701101865f5d ("powerpc/mm: Reduce memory usage for mm_context_t for radix")

That caused the breakage?

cheers
Aneesh Kumar K V May 1, 2019, 10:32 a.m. UTC | #3
On 5/1/19 7:14 AM, Michael Ellerman wrote:
> "Aneesh Kumar K.V" <aneesh.kumar@linux.ibm.com> writes:
> 
>> This patch fixes the below crash by making sure we touch the subpage protection
>> related structures only if we know they are allocated on the platform. With
>> radix translation we don't allocate hash context at all and trying to access
>> subpage_prot_table results in
>>
>>   Faulting instruction address: 0xc00000000008bdb4
>>   Oops: Kernel access of bad area, sig: 11 [#1]
>>   LE PAGE_SIZE=64K MMU=Radix MMU=Hash SMP NR_CPUS=2048 NUMA PowerNV
>>   ....
>>   NIP [c00000000008bdb4] sys_subpage_prot+0x74/0x590
>>   LR [c00000000000b688] system_call+0x5c/0x70
>>   Call Trace:
>>   [c00020002c6b7d30] [c00020002c6b7d90] 0xc00020002c6b7d90 (unreliable)
>>   [c00020002c6b7e20] [c00000000000b688] system_call+0x5c/0x70
>>   Instruction dump:
>>   fb61ffd8 fb81ffe0 fba1ffe8 fbc1fff0 fbe1fff8 f821ff11 e92d1178 f9210068
>>   39200000 e92d0968 ebe90630 e93f03e8 <eb891038> 60000000 3860fffe e9410068
>>
>> We also move the subpage_prot_table with mmp_sem held to avoid racec
>> between two parallel subpage_prot syscall.
>>
>> Reported-by: Sachin Sant <sachinp@linux.vnet.ibm.com>
>> Signed-off-by: Aneesh Kumar K.V <aneesh.kumar@linux.ibm.com>
> 
> Presumably it was:
> 
> 701101865f5d ("powerpc/mm: Reduce memory usage for mm_context_t for radix")
> 
> That caused the breakage?
> 

that is correct.
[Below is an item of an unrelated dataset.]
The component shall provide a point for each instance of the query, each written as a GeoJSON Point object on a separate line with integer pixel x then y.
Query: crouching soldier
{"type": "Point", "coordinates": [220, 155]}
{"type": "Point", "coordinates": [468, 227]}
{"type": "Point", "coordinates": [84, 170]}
Sorry i missed the Fixes: line.

-aneesh
diff mbox series

Patch

diff --git a/arch/powerpc/mm/subpage-prot.c b/arch/powerpc/mm/subpage-prot.c
index c9dff4e1f295..473dd430e306 100644
--- a/arch/powerpc/mm/subpage-prot.c
+++ b/arch/powerpc/mm/subpage-prot.c
@@ -90,16 +90,18 @@  static void hpte_flush_range(struct mm_struct *mm, unsigned long addr,
 static void subpage_prot_clear(unsigned long addr, unsigned long len)
 {
 	struct mm_struct *mm = current->mm;
-	struct subpage_prot_table *spt = mm_ctx_subpage_prot(&mm->context);
+	struct subpage_prot_table *spt;
 	u32 **spm, *spp;
 	unsigned long i;
 	size_t nw;
 	unsigned long next, limit;
 
+	down_write(&mm->mmap_sem);
+
+	spt = mm_ctx_subpage_prot(&mm->context);
 	if (!spt)
-		return ;
+		goto err_out;
 
-	down_write(&mm->mmap_sem);
 	limit = addr + len;
 	if (limit > spt->maxaddr)
 		limit = spt->maxaddr;
@@ -127,6 +129,8 @@  static void subpage_prot_clear(unsigned long addr, unsigned long len)
 		/* now flush any existing HPTEs for the range */
 		hpte_flush_range(mm, addr, nw);
 	}
+
+err_out:
 	up_write(&mm->mmap_sem);
 }
 
@@ -189,7 +193,7 @@  SYSCALL_DEFINE3(subpage_prot, unsigned long, addr,
 		unsigned long, len, u32 __user *, map)
 {
 	struct mm_struct *mm = current->mm;
-	struct subpage_prot_table *spt = mm_ctx_subpage_prot(&mm->context);
+	struct subpage_prot_table *spt;
 	u32 **spm, *spp;
 	unsigned long i;
 	size_t nw;
@@ -219,6 +223,7 @@  SYSCALL_DEFINE3(subpage_prot, unsigned long, addr,
 
 	down_write(&mm->mmap_sem);
 
+	spt = mm_ctx_subpage_prot(&mm->context);
 	if (!spt) {
 		/*
 		 * Allocate subpage prot table if not already done.